Furthermore, the adhesive or adhesive sheet disclosed herein is suitable for high refractive index, and therefore can be used in a state of being attached to a luminescent layer of an optical semiconductor or the like (for example, a high refractive luminescent layer mainly composed of inorganic materials). By reducing the refractive index difference between the luminescent layer and the adhesive (layer), reflection at the interface can be suppressed, thereby improving light extraction efficiency. The adhesive or adhesive sheet that can be used in the above state preferably has an adhesive (layer) with a high refractive index. Furthermore, from the perspective of improving brightness, the adhesive or adhesive sheet should be low in coloration. This is also advantageous from the perspective of suppressing unintentional coloration caused by the adhesive or adhesive sheet.

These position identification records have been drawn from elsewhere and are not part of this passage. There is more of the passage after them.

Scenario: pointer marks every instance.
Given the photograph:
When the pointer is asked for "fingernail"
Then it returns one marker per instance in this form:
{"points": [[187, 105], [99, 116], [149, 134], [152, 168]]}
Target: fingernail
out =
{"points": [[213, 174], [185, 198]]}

In addition, in this specification, a self-luminous element means a light-emitting element that can control the luminous brightness by the value of the flowing current. The self-luminous element can be constructed as a single body or as an assembly. Specific examples of self-luminous elements include light-emitting diodes (LEDs) and organic ELs, but are not limited thereto. In addition, in this specification, a light-emitting device means a device including the self-luminous element as a component. Examples of the above-mentioned light-emitting devices also include light source module devices used as lighting (such as planar light-emitting modules) or display devices formed with pixels, but are not limited thereto.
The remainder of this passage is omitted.